Like Emma, the rich Aisha’s raison d’etre seems to be matchmaking.
But where Emma strikes us as a strong, interesting, intelligent woman, Aisha (Sonam Kapoor) comes across as a mere vacuous bitch with her short skirts, fancy veils at polo matches and affected mannerisms.
Neither Sonam Kapoor nor Abhay Deol impress in the least.
Truth be said, both irritated the bejesus out of us.
In every single confrontation – when Ranbhir proposes, after Dhruv is caught in flagrante delicto with Aarti, as Pinky hides her relationship with Ranbhir, after an angry Shefali storms out, with Arjun in the elevator – Sonam was the clear loser, just unable to hold her own.
Our agony owed not merely to the poor adaptation of a classic or the less than admirable performance of the lead performer Sonam Kapoor.
The music or the picturization did little to silence the cri de coeur of our despair. And what an effort it took us not to hurl missiles at the screen at the sight of this dumbified Emma and the resulting boring, pathetic shit.
To be sure, there were some redeeming elements in the movie and they go by the names of newcomer Amrita Puri and Ira Dubey (daughter of Lillete Dubey).
Puri plays Shefali, a young girl Aisha takes under her wings while Dubey is the heroine’s best friend Pinky.
To the quidnuncs among our readers, Shefali is the Harriet Smith of Emma.

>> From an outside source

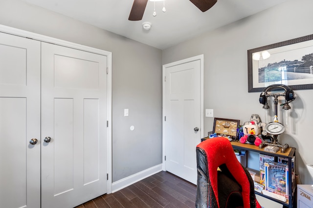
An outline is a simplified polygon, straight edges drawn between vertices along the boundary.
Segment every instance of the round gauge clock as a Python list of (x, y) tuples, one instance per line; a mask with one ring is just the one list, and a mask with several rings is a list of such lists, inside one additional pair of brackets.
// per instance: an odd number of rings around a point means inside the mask
[(265, 131), (273, 135), (280, 134), (285, 132), (285, 126), (278, 122), (268, 123), (265, 126)]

Both Puri and Dubey are a delight to watch in contrast to Sonam Kapoor, who trips over, over and over (in every single key confrontation, as we pointed out earlier). The adorable Amrita Puri, in particular, stole Sonam’s thunder completely.
Besides the issue of the bad adaptation, there’s also the issue of the Aisha story’s fit to the Indian mileu.

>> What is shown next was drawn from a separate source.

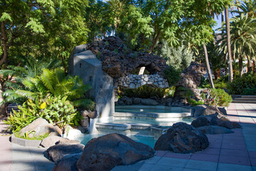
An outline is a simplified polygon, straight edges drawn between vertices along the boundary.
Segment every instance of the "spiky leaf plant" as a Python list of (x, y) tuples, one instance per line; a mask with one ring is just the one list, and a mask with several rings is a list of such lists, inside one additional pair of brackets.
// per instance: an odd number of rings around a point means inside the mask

Transporting an early 19th century story set in rural England to 21st century urban India, where the key characters are mostly stinking rich, play/watch polo matches, drive around in Mercedes, Volkswagens and Toyotas, eat in five-star hotels, shop at high-end stores in fancy malls, London/New York returned, go river rafting and party at expensive night-clubs and Chaddha uncle’s farm-house seems to us to be a total disconnect from the surroundings/lives of most people.
Come on, how many of you schmucks know someone who f*cking plays polo!
Poor Jane Austen. She’d be turning in her grave if she knew what mud two little Bollywood twits had dragged her fine book into.
Raise Your Middle Finger
Guys, to even think of wasting your time or money on trash like Aisha would only open yourself to ridicule such as you’ve never encountered before.
Show these twits and their dotard doting papa the middle finger and you’ll be the wiser for it.
We for one would be delighted should this freakshow of a movie kiss the dust as it likely will.
N.B: There were a mere four people for the afternoon show at a Regal theater on the East Coast. And if you ask us, that was four too many.